EDIT: The code lines are:
myData <- read.table("C:/Users/Norbert/Desktop/research/Important files/Airline Reviews/Reviews/air_can_Review.txt", sep="|",quote=NULL, comment='',fill = TRUE, header=FALSE)
length(myData)
[1] 2
class(myData)
[1] "data.frame"
str(myData)
'data.frame': 1244 obs. of 2 variables:
$ V1: Factor w/ 1093 levels "","'delayed' on departure (I reference flights between March 2014 and January 2015 in this regard: Denver, SFO,",..: 210 367 698 853 1 344 483 87 757 52 ...
$ V2: Factor w/ 154 levels ""," hotel","5/9/2014, LHR to Vancouver, AC855. 23/9/2014, Vancouver to LHR, AC854. For Economy the leg room was OK compared to",..: 1 1 1 1 78 1 1 1 1 1 ...
myDataFrame <- data.frame(text = myData, otherVar2 = 1, otherVar2 = "blue", stringsAsFactors = FALSE)
str(myDataFrame)
'data.frame': 531 obs. of 3 variables:
$ text : chr "BRU-YUL, May 26th, A330-300. Departed on-time, landed 30 minutes late due to strong winds, nice flight, food" "excellent, cabin-crew smiling and attentive except for one old lady throwing meal trays like boomerangs. Seat-" "pitch was very generous, comfortable seat, IFE a bit outdated but selection was Okay. Air Canadas problem is\nthat the new pro"| __truncated__ "" ...
$ otherVar2 : num 1 1 1 1 1 1 1 1 1 1 ...
$ otherVar2.1: chr "blue" "blue" "blue" "blue" ...
length(myDataFrame)
[1] 3
A better way to read in the text is using scan(), and then put it into a data frame with your other variables (here I just made some up). Note that I took your text above, and pasted it into a file called sample.txt, after removing the starting "|".
myData <- scan("sample.txt", what = "character", sep = "|")
myDataFrame <- data.frame(text = myData, otherVar2 = 1, otherVar2 = "blue",
stringsAsFactors = FALSE)
str(myDataFrame)
## 'data.frame': 3 obs. of 3 variables:
## $ text : chr "Painless check-in. Two legs of 3 on AC: AC105, YYZ-YVR. Roomy and clean A321 with fantastic crew. AC33: YVR-SYD, very light loa"| __truncated__ "We recently returned from Dublin to Toronto, then on to Winnipeg. Other than cutting it close due to limited staffing in Toront"| __truncated__ "Flew Toronto to Heathrow. Much worse flight than on the way out. We paid a hefty extra fee for exit seats which had no storage "| __truncated__
## $ otherVar2 : num 1 1 1
## $ otherVar2.1: Factor w/ 1 level "blue": 1 1 1
The otherVar1, otherVar2 are just placeholders for your own variables, as you said you wanted a data.frame with other variables. I chose an integer variable and a text variable, and by specifying a single value, it gets recycled for all observations in the dataset (in the example, 3).

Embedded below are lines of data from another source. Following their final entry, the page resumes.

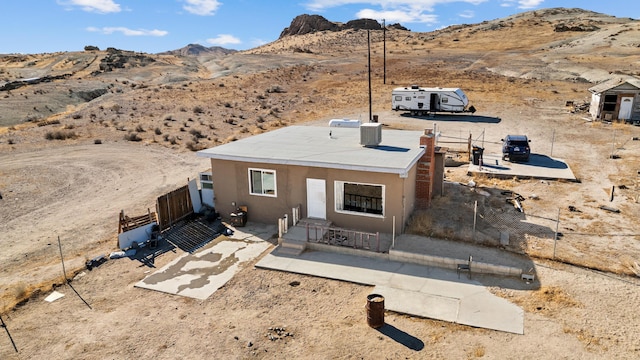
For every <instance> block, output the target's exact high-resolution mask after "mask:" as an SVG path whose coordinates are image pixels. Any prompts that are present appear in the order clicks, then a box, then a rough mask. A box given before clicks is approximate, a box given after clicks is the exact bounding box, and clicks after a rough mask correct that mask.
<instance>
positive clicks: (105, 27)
mask: <svg viewBox="0 0 640 360" xmlns="http://www.w3.org/2000/svg"><path fill="white" fill-rule="evenodd" d="M87 31H91V32H99V33H103V34H105V35H111V34H113V33H121V34H122V35H124V36H165V35H167V34H168V33H169V32H168V31H164V30H145V29H138V30H133V29H129V28H126V27H103V28H96V27H88V28H87Z"/></svg>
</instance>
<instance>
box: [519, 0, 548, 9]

I realize that your question asks how to get each text in a different column, but that is not a good way to use a data.frame, since data.frames are designed to hold variables in columns. (With one text per column, you cannot add other variables.)
If you really want to do that, you have to coerce the data after transposing it, as follows:
myDataFrame <- as.data.frame(t(data.frame(text = myData, stringsAsFactors = FALSE)), stringsAsFactors = FALSE)
str(myDataFrame)
## 'data.frame': 1 obs. of 3 variables:
## $ V1: chr "Painless check-in. Two legs of 3 on AC: AC105, YYZ-YVR. Roomy and clean A321 with fantastic crew. AC33: YVR-SYD, very light loa"| __truncated__
## $ V2: chr "We recently returned from Dublin to Toronto, then on to Winnipeg. Other than cutting it close due to limited staffing in Toront"| __truncated__
## $ V3: chr "Flew Toronto to Heathrow. Much worse flight than on the way out. We paid a hefty extra fee for exit seats which had no storage "| __truncated__
length(myDataFrame)
## [1] 3
"Measly banana loaf"? Definitely economy class.